All of the code examples I have seen, assume that the size is given to the Graph
object to initialize the matrix, but it is not clear to me where did this size came from.
I mean the I assume that to build, a graph the data of the graph are loaded e.g. from a file, and the best approach would be to create the graph as you read the file (right so far?).
This is very easy using the alternative representation which is lists.
But in the case of matrix
we don't know the number of vertices until the file is actually loaded. I don't believe that we first read the file (which could contain millions of vertices) and then build the graph.
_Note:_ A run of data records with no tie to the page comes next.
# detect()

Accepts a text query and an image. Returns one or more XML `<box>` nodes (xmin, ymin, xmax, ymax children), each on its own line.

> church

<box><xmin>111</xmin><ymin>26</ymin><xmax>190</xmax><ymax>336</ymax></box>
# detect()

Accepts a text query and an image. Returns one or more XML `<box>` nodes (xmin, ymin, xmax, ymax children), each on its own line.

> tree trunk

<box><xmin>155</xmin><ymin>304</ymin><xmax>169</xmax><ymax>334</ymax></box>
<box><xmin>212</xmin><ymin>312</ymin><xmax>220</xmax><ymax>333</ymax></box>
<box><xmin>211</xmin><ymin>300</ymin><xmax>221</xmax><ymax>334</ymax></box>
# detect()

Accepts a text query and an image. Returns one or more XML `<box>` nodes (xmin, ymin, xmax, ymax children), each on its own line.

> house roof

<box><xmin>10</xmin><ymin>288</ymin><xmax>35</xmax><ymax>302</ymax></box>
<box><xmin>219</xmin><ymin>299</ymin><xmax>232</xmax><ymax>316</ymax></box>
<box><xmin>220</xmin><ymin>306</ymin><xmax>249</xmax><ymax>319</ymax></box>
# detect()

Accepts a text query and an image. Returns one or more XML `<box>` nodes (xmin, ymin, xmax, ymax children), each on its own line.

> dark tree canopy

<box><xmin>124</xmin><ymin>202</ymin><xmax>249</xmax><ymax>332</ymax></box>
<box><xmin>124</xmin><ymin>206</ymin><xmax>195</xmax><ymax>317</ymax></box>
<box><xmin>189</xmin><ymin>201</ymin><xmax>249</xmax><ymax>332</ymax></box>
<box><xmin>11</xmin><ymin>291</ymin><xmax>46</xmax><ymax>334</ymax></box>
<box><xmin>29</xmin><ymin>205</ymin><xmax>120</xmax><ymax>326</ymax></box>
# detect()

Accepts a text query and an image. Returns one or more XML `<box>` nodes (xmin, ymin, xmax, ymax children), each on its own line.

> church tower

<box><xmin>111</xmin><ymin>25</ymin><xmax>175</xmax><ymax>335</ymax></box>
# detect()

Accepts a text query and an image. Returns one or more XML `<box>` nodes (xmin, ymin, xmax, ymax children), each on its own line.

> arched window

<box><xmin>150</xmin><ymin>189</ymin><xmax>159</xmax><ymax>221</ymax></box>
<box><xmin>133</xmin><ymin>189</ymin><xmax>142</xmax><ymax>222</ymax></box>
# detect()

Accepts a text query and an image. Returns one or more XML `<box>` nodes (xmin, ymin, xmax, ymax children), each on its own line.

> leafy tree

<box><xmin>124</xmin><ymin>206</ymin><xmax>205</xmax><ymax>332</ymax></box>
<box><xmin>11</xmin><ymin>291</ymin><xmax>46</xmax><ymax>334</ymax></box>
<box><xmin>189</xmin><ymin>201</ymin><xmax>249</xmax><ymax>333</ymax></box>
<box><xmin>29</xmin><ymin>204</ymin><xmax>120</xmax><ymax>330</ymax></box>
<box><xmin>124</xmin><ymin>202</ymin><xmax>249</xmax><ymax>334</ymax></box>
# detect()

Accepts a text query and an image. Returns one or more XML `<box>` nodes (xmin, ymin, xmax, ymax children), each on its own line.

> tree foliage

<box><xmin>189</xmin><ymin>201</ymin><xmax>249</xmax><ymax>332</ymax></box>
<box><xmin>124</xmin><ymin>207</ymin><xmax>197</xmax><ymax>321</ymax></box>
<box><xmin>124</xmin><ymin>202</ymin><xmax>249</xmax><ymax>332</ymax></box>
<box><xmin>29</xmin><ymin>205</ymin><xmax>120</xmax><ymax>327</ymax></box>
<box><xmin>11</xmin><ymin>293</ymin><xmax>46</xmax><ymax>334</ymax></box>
It seems to me like double processing.
So what is the usual/best way?
Note: I am aware of benefits of using lists instead, but since most docs say that on dense graphs, using a matrix is acceptable (but not for sparse) I am trying to understand how a program using the matrix
representation is implemented properly.
Upvotes: 0
Views: 1595
Reputation: 46862
the usual/best way is given in the comments: you reallocate and copy. if you scale the size each time (eg double) the amortized (average) cost comes out as O(n), as far as i remember. this is how, for example, python has lists that grow to be any size you need. it's completely standard/common.
[i'm not really posting for points here; just frustrated that the answers in comments are what you need, but that you may not be paying attention to them or understanding them]
Upvotes: 1
Reputation: 2804
You can estimate the size well if the input format is under your control. In the example below, all of the values have a fixed length (6 chars) with 0 padding to the left. This means that each line will be 22 bytes in size. When you divide the size of the file by 22, you get the approximation of the matrix size. If the graph is complete, the file size is equal to nxn
, where n is the number of vertices.
Example:
000001 000020 000030
000800 000001 000040
etc...
The other solution is to double the size of the matrix each time the size is exceeded. The amortized computational cost will be small. On the other hand, memory could be a problem.
Upvotes: 1
Reputation: 3859
If you don't have a count of vertices to begin with I believe you can only init the matrix with a boilerplate number. Let's say the input file only contains lines of the form x y z
which means there's an edge from x
to y
with an (optional) cost z
. Notice that the number of lines in the input file is the edge count of the graph, assuming the file contains nothing else. Since you already assume it is a dense graph, also assume that it is a complete graph which has number of edges equal to n(n-1)/2
where n
is the number of vertices. With this information you can come up with a close enough approximation of the number of vertices. For example, if the edge count from the input file is 1000000
then solving the equation
n*(n-1)/2 = 1000000
we arrive at n
approximately equal to 1415
. Initializing the matrix to 1415*1415
array should cover you nicely.
Of course all of this is based on the fact that you have a fast enough way to read the number of lines in the input file.
Upvotes: 1